The effect of GE on mental disorders such as depression, anxiety, and schizophrenia has been investigated by animal models. In both the forced-swimming test and tail-suspension test, animal models used for evaluation of antidepressant activity, the water and the ethanol extract of GE demonstrated a significant antidepressant effect70-72). Both the serotonergic and the dopaminergic systems in the rats' brain were significantly increased by the water extract of GE. In this model, the concentrations of serotonin and dopamine were elevated, while the turnover of these two monoamines was decreased after orally GE treatment71). Furthermore, the water extract of GE attenuated memory impairment loss by the animals as measured by the inhibitory avoidance task and the Morris water maze in rats73). This is a significant finding, as memory impairment is a common problem that affects patients with depression. The water extract of GE, containing the 4-hydroxybenzyl alcohol and 4-hyroxybenzaldehyde active compounds, showed anxiolytic effects in the elevated plus-maze test in mice. This study further showed that the anxiolytic effects of these compounds might involve the serotonergic or GABAergic system74).
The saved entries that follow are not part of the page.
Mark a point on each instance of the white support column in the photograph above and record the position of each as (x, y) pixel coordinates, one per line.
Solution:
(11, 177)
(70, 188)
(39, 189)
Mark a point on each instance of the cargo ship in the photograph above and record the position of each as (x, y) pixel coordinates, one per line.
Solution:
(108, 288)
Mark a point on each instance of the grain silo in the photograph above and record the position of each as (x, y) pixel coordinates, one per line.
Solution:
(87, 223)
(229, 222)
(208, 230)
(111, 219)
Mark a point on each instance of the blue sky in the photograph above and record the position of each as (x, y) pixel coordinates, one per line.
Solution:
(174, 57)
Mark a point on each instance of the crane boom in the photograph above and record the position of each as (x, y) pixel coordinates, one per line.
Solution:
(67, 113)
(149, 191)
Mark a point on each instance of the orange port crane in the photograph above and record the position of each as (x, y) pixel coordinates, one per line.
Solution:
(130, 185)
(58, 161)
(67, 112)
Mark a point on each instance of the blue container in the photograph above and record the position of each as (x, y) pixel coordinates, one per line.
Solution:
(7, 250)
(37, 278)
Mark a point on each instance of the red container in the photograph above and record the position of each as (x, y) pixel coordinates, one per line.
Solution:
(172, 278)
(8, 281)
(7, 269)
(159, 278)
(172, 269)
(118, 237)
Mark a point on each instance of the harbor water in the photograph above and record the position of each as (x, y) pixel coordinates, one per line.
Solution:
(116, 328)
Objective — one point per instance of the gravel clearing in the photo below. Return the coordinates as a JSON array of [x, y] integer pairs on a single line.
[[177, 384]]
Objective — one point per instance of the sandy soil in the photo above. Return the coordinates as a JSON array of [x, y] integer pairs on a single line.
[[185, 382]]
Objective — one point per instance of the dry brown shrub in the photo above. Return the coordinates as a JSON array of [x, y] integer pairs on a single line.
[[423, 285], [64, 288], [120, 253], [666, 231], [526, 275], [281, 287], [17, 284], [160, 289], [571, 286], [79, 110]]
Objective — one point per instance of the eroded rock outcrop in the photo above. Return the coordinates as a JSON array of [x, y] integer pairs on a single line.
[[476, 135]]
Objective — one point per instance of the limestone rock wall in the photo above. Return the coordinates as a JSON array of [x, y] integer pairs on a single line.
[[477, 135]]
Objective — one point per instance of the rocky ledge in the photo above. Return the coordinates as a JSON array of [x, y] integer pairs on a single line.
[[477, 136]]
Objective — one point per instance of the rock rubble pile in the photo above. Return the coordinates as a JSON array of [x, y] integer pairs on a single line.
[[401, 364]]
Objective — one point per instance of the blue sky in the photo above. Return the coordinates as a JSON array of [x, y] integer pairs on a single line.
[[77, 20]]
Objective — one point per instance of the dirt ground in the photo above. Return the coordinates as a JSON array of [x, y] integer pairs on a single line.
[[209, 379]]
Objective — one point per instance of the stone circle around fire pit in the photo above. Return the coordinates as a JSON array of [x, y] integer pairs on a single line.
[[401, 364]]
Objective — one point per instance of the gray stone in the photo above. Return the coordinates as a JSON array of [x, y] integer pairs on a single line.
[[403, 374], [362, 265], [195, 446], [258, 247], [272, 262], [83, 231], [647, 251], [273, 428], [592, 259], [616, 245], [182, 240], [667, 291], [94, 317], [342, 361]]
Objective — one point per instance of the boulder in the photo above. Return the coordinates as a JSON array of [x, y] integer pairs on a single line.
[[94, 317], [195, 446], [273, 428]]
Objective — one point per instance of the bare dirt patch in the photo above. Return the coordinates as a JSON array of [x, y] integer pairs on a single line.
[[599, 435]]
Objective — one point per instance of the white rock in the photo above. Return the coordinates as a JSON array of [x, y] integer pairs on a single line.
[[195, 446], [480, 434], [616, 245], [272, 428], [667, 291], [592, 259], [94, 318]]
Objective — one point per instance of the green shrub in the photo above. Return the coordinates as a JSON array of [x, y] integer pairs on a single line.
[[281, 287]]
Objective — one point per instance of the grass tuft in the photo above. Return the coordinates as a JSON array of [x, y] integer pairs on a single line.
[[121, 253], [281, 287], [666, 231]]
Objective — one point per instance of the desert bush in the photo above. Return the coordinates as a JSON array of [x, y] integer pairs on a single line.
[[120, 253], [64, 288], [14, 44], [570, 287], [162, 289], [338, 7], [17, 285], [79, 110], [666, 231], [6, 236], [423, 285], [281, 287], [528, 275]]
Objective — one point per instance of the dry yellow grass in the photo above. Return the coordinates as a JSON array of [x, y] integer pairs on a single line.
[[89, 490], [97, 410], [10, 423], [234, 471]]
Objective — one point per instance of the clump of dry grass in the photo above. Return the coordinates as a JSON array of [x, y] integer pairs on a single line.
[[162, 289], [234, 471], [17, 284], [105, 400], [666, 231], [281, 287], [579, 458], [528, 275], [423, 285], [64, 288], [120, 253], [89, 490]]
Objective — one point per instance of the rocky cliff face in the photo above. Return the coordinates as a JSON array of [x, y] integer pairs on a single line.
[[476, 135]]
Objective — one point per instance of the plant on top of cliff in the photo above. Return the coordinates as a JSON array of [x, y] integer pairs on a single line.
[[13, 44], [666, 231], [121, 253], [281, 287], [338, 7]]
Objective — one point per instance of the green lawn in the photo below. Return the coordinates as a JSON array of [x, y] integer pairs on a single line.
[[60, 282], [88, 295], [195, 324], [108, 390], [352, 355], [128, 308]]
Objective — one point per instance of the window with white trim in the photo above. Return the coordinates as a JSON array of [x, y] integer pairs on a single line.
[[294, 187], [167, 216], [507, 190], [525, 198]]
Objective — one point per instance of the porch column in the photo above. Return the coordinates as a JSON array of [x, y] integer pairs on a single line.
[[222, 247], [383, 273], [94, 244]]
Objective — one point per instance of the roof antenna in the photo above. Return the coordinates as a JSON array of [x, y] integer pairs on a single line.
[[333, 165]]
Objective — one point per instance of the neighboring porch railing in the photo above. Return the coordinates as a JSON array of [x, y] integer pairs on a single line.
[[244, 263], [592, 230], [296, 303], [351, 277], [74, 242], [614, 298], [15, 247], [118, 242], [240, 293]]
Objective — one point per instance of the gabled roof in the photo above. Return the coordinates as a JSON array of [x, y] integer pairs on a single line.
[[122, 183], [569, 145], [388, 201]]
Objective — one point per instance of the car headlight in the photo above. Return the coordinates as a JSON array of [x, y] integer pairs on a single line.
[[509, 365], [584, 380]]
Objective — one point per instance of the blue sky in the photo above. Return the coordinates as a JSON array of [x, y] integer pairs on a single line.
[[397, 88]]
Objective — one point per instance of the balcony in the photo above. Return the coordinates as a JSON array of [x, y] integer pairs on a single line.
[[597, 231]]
The antidepressant effect of GE has been supported by various animal studies. However, the mechanisms behind its antidepressant activity need further investigation. In animal models of depression, studies suggest that GE mediates its antidepressant activity by modulating monoamineoxidase enzyme activity as well as monoamine concentration and turnover. Indirect evidence showed that antioxidant activity, GABAergic regulation, BDNF modulation, neuroprotection, and anti-inflammatory effects might also contribute to the antidepressant effect of GE75). Furthermore, this study suggests that the antidepressant effect of GE is related with AMPA receptor activation.
In the present study, the ehthanolic fractions of GE were devoid of qualitative content, therefore, this finding warrants further study in order to establish which constituents contribute to the antidepressant- like effects of GE extract. Additional animal studies (such as Learned helplessness paradigm) are also necessary to demonstrate the rapid and sustained antidepressant-like effects of GE extract. To clarify the effect of GE on glutamatergic systems, further well-designed study is needed. Further characterization of these action of constituents of GE and the signaling pathway that activate AMPA receptor will provide novel therapeutic agents for antidepressant drug development.
This study was performed to investigate the antidepressant- like effects of 40% ethanolic extract of GE, in behavioral despair models examined using FST and TST. In addition, behavioral experiments were undertaken to determine whether the antidepressant- like properties of GE involve AMPA receptor throughput. The results of this study were as follows.
1. An oral administration (1 h before the test) of GE extract 1,600 mg/kg significantly reduced the immobility times in the FST (p=.040).
2. An oral administration (1 h before the test) of GE extract 400 mg/kg or 1,600 mg/kg significantly reduced the immobility times in the TST (p=.048; p=.017).
3. NBQX pretreatment (10 mg/kg, 40 min before the test, i.p.) significantly attenuated the reduction in immobility time induced by GE extract (1,600 mg/kg, 1 h before the test, p.o.) in the FST and TST. Post hoc analysis revealed a significant effect of GE extract alone compared to the each of the other 2 groups (both, p＜.05), and no other significant differences.
In conclusion, ethanolic extract of GE might exert antidepressant-like effects in relation to AMPA receptor.